From the beginning, the University has had a bit of a problem with sex. Like everything great about this beautiful school, the story begins with our old pal TJ. Let’s face it, if he couldn’t keep it in his pants the rest of us mere mortals were doomed from the start.
I must admit I’m slightly conflicted at this moment. Part of me would like to spend the entirety of this column discussing the best pick up lines — “My phone is dead and I’m locked out. Can I sleep at your place?” — or the craziest sexcapades my friends have shared. From adventures on top of the Rotunda roof and Clark Library bathrooms to tales from within the Alderman stacks, the stories are legendary — not to mention surprisingly academic.
But as much as I want to release my inner Carrie Bradshaw, I have come to the unfortunate conclusion that I do not live in New York City, do not date my way through the week and definitely do not make enough money writing columns to buy Manolos. Not to mention the fact that there’s a much more valuable way I can use the rest of my 800 words.
As it stands, the University is ranked as the second best public university, the 23rd best college overall and — drumroll, please — the 19th horniest school in the nation. Not to mention the incredible honor of being named the number one party school in the nation by Playboy — an evaluation which used students’ sex lives as one of the three main criteria. Most horrifyingly, our hallowed Grounds were recently mentioned in a Washington Post article that named us as one of the colleges making rape worse.
For the most part, we ignore the issues posed by these statistics because thinking about them beyond surface level is both disturbing and incredibly defeating. The Saturday date night of our parents’ generation is now obsolete. Dating culture as a whole is pretty much obsolete. We’ve traded movie nights and dinner on the Downtown Mall for a rampant, hit-it-and-quit-it sex culture.

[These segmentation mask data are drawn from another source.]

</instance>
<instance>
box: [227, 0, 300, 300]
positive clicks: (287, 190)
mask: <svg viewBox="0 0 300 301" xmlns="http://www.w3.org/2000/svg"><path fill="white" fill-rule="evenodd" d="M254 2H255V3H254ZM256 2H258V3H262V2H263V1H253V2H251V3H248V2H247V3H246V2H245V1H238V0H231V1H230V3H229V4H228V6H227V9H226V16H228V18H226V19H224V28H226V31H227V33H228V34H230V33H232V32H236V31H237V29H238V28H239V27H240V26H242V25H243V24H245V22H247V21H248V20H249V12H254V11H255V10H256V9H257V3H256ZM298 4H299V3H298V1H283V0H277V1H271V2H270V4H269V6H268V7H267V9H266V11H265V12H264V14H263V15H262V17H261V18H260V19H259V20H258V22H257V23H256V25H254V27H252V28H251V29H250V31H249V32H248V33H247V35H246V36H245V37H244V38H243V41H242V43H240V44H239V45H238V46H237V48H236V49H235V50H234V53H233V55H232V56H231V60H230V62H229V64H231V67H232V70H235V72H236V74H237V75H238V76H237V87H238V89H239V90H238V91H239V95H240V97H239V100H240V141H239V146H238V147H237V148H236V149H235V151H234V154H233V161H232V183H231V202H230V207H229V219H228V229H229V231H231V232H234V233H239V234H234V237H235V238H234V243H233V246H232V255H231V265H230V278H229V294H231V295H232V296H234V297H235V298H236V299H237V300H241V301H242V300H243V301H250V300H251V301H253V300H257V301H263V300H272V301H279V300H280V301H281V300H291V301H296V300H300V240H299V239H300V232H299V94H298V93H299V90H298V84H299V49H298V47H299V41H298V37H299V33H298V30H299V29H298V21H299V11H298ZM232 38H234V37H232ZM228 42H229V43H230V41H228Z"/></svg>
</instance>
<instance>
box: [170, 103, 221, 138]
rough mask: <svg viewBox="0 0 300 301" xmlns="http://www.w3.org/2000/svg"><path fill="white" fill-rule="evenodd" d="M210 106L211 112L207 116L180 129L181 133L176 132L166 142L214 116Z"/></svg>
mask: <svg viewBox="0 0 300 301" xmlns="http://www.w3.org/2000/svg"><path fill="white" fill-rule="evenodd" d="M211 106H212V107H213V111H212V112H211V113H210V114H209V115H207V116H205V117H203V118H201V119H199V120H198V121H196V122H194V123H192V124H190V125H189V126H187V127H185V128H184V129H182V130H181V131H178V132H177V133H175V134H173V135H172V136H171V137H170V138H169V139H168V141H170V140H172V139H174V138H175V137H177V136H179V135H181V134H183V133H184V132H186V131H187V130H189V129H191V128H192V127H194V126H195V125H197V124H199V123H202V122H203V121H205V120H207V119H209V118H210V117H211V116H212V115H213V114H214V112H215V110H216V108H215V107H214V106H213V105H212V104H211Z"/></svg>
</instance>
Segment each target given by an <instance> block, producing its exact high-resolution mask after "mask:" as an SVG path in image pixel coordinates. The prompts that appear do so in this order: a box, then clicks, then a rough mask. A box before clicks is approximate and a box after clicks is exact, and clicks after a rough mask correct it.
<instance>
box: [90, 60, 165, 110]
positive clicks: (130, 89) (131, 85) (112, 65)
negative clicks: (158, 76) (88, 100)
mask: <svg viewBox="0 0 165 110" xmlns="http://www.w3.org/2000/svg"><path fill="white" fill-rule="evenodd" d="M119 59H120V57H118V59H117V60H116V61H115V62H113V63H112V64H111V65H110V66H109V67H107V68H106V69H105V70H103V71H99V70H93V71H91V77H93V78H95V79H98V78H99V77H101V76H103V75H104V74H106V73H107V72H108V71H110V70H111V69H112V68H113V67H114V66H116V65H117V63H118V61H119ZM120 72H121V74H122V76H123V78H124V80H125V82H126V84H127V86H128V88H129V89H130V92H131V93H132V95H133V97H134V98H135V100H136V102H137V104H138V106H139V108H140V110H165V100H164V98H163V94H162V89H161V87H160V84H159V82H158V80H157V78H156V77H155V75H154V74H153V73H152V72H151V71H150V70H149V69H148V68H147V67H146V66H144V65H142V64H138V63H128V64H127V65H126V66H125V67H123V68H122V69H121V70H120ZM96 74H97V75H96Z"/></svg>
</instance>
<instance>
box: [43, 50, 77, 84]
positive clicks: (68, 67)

The expectation today is that if someone buys you a drink it’s not because they want to chat and get to know you. It’s because they’d like to get to know your ass on the dance floor. Sleeping with someone may even be the most surefire way to ensure he or she will never call you again, or even look you in the eye. And let’s not even talk about the way this University treats rape survivors.
Let me be clear — I don’t think there’s anything wrong with sex. I don’t think there’s anything wrong with premarital sex. Everyone has sex — I’m pretty sure even Cav Man gets laid.
But the fact that 25 percent of college students have a sexually transmitted disease is an enormous problem. The fact that some guys I know have slept with more girls than I went to elementary school with is beyond problematic. It’s not about religion or prudishness — it’s about the fact that I’m not interested in being number 25 on a guy’s laundry list. And I’m definitely not interested in catching what girl number 15 gave him.
If you don’t think pop culture’s facing a major sexual crisis I will kindly direct you to the recent United Nations report that revealed one in four men confess to raping women for “fun” or out of a sense of “sexual entitlement.” Sex in the 21st century is an expectation, not a privilege. And this is displayed everywhere — TV shows, advertisements and every Thursday through Saturday night on Grounds.
You say, “Anne-Marie, what I do on my Tempur-Pedic is none of your business.”
Snap. I see your point. However, let me remind you my high-achieving, ambitious peers of our friend, Anthony Weiner. Fifteen years later the number one auto fill for “Monica” on Google is still Lewinsky. Tiger Woods lost 23 million bucks in endorsements alone when he finally cleaned out the porn stars in his closet in 2009. Thomas Jefferson himself would probably love it if we could only strike Sally Hemings from his record.
As history has proven, the idea that “What happens in Charlottesville, stays in Charlottesville” has not — and will not — ever be true. Save karma the trouble of coming back to get you and stop screwing around now.